ASX-listed Terrain Minerals looks set to get the rods spinning again at its Smokebush project in Western Australia’s Murchison goldfield. A 3,600-metre reverse circulation drill program is slated to follow up recent “exciting” new gold zones. An additional 3,000 metres of air core drilling is also earmarked to test promising regional coincident gold-arsenic anomalies.
ASX-listed Terrain Minerals looks set to get the rods spinning again at its Smokebush project in Western Australia’s Murchison goldfield. A 3,600-metre reverse circulation, or “RC” drill program is slated to follow up recent “exciting” new gold zones and an additional 3,000m of air core drilling is also earmarked to test promising regional coincident gold-arsenic anomalies.
On the back of drilling completed at Terrain’s 80 per cent owned Monza prospect earlier this year, the company has now significantly improved its understanding of the complex structural controls on the gold mineralisation.
Based on the latest results, the company has repositioned and reorientated the target at Monza, extending the known mineralisation a further 400m in the now 700-metre-long mineralised zone.
Gold mineralisation at Monza is located within a north-south trending, east-dipping corridor with a known strike extent of 280m.

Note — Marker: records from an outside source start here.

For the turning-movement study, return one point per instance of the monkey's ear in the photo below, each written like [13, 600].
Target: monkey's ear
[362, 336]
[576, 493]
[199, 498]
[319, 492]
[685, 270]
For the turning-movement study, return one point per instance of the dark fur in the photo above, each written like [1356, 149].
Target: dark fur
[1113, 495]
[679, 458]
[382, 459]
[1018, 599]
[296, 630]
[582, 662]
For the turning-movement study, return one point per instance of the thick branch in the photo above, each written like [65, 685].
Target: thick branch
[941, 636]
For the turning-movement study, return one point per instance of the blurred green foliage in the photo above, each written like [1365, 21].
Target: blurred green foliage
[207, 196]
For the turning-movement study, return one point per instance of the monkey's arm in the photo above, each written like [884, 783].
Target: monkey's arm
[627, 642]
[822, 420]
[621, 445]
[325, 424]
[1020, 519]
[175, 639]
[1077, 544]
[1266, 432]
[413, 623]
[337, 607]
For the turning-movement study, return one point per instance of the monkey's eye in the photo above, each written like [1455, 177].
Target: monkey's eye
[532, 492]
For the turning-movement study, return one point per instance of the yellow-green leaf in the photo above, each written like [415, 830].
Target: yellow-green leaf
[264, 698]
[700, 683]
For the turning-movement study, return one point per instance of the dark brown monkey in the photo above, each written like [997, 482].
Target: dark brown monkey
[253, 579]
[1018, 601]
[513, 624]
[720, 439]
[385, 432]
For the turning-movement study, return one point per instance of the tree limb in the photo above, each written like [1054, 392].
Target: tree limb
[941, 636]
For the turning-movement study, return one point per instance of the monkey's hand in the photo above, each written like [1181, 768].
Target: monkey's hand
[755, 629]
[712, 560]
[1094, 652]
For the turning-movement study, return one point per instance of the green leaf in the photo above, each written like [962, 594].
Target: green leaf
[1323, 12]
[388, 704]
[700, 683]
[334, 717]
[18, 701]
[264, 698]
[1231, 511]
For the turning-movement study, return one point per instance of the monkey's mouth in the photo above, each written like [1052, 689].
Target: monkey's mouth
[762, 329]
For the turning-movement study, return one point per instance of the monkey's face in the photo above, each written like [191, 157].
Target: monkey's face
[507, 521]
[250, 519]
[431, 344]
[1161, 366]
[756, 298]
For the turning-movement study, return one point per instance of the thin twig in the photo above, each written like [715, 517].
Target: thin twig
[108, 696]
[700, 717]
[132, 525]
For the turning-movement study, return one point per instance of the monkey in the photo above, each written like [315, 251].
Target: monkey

Initial interpretations indicate mineralisation is plunging to the north and remains open at depth according to the company.
Sparse drilling in the northern limits of the system intercepted numerous significant intercepts including 3m at 2.07 grams per tonne from 87m and 2m at 1.67 g/t from 57m.
An early, back of the envelope calculation indicates about 120,000 tonnes of mineralised material at Monza.
Interestingly, Terrain has also identified a new mineralised zone “Monza North” which appears to be separate to the main Monza trend and on a different orientation. The mineralised structure trends northwest-southeast and dips moderately to the northeast. The company has interpreted the rotation of mineralisation as a fault-tip damage at a termination, or a relay in a step-over zone. Either scenario indicates structural complexity favourable to increased fluid flux.
In layman’s terms, it represents a potential new gold mineralised system that is screaming to be drill tested.
Early drilling at the Monza North prospect uncovered 3m at 1.53 g/t from 39m.
Terrain reported it is also planning a 3,000m air core drilling program to test gold mineralisation at its 100 per cent owned regional Paradise City, T17, Wildflower and T16 West prospects.
Multi-element analysis on 121 samples from the recent RC drilling has identified a correlation between gold and arsenic values. This will likely assist the company in prioritising targets for upcoming drilling.
First up looks to be the T16 West prospect where a large untested arsenic anomaly greater than 140 parts per million arsenic, sits over a historic gold in soil anomaly which returned values over 20 parts per billion. Terrain said air core drilling has been designed to test the bedrock source of the coincident gold-arsenic anomaly.
Another standout regional prospect is Paradise City. Located 4km south of Monza where drilling has hit mineralisation 50m to the east of historical intercepts with new gold sniffs including 1m at 0.85 g/t gold from 14m and 1m at 1.18 g/t from 29m in the same hole.
Terrain believes Paradise City shows geological similarities to Monza. Past drilling at the prospect returned 3m at 2.17 g/t gold from just 10m and 2m at 3.61 g/t from 15m.
Numerous high-grade rock chip samples going up to 49.27 g/t gold have also been reported at Paradise City.
The company’s underexplored Smokebush tenure sits on the Yalgoo greenstone belt, about 350km north of Perth, which hosts the nearby long-running Golden Grove copper-zinc mine, the Minjar gold mining complex and the Mt Mulgine tungsten-gold deposit, highlighting the prospectivity of the region.